Imagine a family where a grandparent survived a war, the residential school system, or abuse or neglect in the home. They may not talk about it, but their behaviours—withdrawal, mistrust, emotional detachment, lashing out—can shape how they parent. Patterns of coping also shape relationships- perhaps they use substances to cope in the best way they know, or find other ways to avoid and detach from their own pain. Their children grow up in that home, and are shaped by their parents emotional world. Then they parent from that same place of unspoken pain. The cycle continues.
The trauma keeps traveling—until someone stops and says, “This ends with me.” I often talk with those who come to understand this intergenerational trauma once they have children of their own and can see these cycles from a new perspective as a parent.
How Does Trauma Get Passed Down?
Trauma can be passed down in a few ways:
Behavioural patterns: Children learn about their emotions and how to manage their emotions from their caregivers. If avoidance, fear, or anger are the default responses in the home, those often become the child’s norm.
Parenting styles: Trauma survivors may parent unintentionally from a place of hypervigilance, emotional distance, anger and control, or inconsistent affection. This is what shapes our attachment styles: where we learn if relationships are safe and supportive (secure attachment), scary and to be avoided (avoidant attachment), fleeting and to be held onto tightly (anxious attachment), or a combination (disorganized attachment).
Unspoken narratives: Families sometimes keep secrets or avoid painful stories. That silence creates confusion and emotional tension that children can feel but not name.
Biological impact: New research in the field of epigenetics shows that severe trauma might actually alter gene expression—potentially affecting stress responses in future generations.
What Are the Signs?
Intergenerational trauma may show up as:
Ongoing anxiety or depression
Strong emotional reactions (or lack of emotions- numbness) that feel out of proportion to the situation
Trouble forming close relationships or trusting others
Difficulty saying no and establishing healthy boundaries
Fears of abandonment
Unhelpful coping mechanisms
The Good News: Healing Is Possible
Cycles can be broken. Awareness is the first step toward a fresh start.

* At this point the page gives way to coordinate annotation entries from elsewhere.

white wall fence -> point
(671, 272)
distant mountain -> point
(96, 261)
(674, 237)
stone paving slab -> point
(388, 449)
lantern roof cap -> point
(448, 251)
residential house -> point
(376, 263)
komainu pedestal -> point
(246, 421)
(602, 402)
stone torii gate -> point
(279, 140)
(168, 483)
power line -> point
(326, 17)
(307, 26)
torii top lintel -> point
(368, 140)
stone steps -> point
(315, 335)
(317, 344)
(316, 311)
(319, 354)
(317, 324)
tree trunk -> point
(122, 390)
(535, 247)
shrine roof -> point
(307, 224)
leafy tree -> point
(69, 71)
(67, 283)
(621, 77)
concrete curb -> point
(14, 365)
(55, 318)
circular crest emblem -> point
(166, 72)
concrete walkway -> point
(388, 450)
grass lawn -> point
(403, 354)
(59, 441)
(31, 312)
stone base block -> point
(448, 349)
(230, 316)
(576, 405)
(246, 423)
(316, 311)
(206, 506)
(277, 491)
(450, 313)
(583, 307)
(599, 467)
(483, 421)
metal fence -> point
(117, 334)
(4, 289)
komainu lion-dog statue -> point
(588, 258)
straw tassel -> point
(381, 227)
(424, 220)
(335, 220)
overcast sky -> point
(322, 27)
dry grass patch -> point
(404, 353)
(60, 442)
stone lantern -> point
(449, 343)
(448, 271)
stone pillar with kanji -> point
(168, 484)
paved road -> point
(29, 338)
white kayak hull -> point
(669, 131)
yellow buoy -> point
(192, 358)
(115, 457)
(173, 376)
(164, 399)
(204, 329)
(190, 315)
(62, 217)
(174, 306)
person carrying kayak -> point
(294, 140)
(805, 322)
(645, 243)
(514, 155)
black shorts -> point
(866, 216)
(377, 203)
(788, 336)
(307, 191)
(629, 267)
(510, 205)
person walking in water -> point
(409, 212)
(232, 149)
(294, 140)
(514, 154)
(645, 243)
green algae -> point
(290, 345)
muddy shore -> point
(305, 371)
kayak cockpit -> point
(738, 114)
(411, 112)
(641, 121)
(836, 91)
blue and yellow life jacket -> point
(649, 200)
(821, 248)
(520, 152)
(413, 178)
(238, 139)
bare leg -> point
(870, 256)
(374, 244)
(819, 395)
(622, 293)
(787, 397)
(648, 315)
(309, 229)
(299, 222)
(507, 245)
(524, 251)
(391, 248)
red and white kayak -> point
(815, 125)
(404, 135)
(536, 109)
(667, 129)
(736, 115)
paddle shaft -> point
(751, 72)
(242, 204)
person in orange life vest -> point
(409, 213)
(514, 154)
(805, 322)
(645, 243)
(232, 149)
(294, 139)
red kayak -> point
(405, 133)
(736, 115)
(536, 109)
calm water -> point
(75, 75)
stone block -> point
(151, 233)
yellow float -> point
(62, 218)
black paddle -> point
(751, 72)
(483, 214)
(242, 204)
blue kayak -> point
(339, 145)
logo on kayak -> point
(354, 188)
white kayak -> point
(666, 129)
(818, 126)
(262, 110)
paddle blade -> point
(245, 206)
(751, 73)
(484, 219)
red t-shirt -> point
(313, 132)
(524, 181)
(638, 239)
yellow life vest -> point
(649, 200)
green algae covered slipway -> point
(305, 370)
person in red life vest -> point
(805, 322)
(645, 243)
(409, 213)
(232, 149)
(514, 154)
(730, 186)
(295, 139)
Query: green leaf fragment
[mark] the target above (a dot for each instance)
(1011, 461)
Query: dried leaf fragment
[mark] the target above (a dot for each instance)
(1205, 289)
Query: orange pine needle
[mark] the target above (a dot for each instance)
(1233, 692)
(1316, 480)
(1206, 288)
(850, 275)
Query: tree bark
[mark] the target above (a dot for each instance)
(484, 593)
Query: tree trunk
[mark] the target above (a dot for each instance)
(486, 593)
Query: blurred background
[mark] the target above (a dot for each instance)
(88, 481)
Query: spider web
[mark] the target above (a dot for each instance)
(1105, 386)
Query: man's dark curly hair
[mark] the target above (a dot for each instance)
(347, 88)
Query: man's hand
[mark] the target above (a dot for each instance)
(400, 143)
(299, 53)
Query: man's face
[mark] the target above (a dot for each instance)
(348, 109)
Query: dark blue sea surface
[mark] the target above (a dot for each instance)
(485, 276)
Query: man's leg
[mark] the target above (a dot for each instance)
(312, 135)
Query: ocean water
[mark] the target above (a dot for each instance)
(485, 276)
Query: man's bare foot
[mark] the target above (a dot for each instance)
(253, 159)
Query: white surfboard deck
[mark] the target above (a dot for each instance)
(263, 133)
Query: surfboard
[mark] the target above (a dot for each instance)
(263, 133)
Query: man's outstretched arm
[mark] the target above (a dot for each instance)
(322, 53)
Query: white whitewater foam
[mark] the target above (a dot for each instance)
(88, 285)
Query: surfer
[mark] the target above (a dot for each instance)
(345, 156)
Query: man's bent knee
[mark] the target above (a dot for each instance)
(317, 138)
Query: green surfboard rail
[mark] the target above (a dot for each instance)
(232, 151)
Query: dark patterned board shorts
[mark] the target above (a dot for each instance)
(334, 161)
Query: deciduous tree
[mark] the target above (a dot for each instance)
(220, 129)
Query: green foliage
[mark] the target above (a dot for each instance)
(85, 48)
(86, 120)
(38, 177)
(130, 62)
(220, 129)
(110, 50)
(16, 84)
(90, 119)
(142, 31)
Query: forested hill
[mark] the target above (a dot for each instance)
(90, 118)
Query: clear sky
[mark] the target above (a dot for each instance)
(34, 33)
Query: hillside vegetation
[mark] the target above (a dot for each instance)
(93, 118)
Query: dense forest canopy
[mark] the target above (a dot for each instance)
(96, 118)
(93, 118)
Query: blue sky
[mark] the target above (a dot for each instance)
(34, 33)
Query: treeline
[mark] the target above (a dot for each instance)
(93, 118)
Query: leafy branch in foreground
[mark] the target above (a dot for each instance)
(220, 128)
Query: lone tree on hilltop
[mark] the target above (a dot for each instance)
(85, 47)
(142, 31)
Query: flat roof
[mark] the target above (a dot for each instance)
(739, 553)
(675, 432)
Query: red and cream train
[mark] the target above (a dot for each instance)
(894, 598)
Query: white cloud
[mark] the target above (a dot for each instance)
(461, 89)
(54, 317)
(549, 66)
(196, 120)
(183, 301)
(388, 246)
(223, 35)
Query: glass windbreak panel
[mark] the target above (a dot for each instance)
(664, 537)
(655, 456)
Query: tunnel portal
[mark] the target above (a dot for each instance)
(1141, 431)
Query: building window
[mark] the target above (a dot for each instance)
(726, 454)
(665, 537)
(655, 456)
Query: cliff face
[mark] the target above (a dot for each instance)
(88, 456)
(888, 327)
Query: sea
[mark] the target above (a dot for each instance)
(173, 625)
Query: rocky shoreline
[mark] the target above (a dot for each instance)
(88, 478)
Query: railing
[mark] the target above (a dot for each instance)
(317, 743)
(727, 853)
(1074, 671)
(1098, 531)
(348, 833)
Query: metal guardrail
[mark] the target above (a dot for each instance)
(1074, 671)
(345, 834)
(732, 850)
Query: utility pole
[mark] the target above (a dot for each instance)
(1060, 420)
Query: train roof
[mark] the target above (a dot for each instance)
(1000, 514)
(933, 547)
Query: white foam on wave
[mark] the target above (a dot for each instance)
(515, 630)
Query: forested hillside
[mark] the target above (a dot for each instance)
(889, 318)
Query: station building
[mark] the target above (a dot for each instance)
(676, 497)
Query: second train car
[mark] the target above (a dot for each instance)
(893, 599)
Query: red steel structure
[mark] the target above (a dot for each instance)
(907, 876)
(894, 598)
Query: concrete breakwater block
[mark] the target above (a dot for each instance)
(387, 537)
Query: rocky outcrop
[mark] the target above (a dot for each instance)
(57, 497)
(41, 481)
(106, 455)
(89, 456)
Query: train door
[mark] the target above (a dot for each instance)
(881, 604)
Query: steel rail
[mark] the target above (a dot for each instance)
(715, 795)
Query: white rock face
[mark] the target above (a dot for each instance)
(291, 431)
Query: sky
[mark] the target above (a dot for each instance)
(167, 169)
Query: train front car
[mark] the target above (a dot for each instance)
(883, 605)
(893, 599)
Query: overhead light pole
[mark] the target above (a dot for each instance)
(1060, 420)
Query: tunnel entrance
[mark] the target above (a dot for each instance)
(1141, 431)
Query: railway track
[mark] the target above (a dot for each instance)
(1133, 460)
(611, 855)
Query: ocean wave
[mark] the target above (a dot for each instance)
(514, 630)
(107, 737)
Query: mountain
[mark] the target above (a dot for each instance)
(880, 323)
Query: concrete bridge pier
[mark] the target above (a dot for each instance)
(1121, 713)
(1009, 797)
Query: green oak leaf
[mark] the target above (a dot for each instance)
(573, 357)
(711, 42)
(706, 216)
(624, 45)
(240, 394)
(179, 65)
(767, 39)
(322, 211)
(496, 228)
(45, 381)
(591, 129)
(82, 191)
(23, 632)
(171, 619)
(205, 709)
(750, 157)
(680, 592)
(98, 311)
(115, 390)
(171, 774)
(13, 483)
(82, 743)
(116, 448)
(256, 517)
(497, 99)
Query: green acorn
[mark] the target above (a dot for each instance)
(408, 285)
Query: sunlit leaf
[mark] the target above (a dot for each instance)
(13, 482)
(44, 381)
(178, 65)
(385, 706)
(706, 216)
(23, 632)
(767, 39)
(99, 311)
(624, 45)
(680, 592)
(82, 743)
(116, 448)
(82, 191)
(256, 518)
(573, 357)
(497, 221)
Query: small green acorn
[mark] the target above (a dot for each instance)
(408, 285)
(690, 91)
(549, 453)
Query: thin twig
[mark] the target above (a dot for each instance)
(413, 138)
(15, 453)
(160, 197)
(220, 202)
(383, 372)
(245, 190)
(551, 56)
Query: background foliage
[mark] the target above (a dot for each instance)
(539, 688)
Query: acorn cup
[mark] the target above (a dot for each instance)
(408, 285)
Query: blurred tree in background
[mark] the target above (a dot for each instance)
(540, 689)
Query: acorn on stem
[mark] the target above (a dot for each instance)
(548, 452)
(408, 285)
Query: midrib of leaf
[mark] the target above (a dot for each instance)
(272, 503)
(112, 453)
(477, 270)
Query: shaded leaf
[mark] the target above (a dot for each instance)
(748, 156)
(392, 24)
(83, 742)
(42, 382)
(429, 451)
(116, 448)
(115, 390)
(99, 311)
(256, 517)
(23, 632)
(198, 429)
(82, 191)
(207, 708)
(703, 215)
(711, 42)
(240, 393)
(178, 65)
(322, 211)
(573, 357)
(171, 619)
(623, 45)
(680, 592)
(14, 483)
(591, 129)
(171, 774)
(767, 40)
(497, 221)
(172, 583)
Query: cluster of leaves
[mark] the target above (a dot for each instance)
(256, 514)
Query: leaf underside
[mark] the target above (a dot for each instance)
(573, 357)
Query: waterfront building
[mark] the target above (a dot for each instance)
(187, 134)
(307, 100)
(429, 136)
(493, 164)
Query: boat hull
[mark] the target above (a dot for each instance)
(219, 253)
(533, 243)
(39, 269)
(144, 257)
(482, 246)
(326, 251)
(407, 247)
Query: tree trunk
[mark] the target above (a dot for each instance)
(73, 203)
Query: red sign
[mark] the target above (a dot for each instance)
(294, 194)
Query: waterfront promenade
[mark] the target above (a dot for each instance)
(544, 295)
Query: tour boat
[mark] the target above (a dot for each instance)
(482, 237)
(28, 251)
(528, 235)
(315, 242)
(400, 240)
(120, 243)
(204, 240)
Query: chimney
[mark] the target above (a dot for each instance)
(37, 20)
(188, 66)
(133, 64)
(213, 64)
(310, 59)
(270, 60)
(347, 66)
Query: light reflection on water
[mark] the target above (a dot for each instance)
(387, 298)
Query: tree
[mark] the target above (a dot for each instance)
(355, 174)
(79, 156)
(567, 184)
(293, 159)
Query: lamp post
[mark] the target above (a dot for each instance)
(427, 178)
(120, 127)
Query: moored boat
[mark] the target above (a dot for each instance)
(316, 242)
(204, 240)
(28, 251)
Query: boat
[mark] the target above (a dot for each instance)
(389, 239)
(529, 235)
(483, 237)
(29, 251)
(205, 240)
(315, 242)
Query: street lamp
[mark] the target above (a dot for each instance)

Here’s how healing begins:
Name It
Understanding that you might be affected by intergenerational trauma can be freeing. It’s not about blaming the past but understanding it. Be curious about the cycles that shaped your parents, and that then shaped you.Seek Support
Therapy specific to trauma healing- like Sensorimotor Psychotherapy or Emotion-Focused Therapy—can help you process emotions, gain helpful ways to self-soothe, and establish new patterns of coping and relating with yourself and within your relationships.Talk About It
If and when families are ready, open conversations can start a powerful process of collective healing.Practice Self-Compassion
Healing intergenerational trauma isn’t just hard—it’s courageous. Be gentle with yourself. You’re not “broken.” You’re healing. And kindness towards yourself will help you to change these patterns.Create New Patterns
The goal isn’t to erase the past, but to consciously respond to it. You have the power to offer a different legacy for those who come after you.
Final Thoughts
Intergenerational trauma may not have started with you, but healing can.
Cycles can be broken. Hope can be restored. And your story is still being written.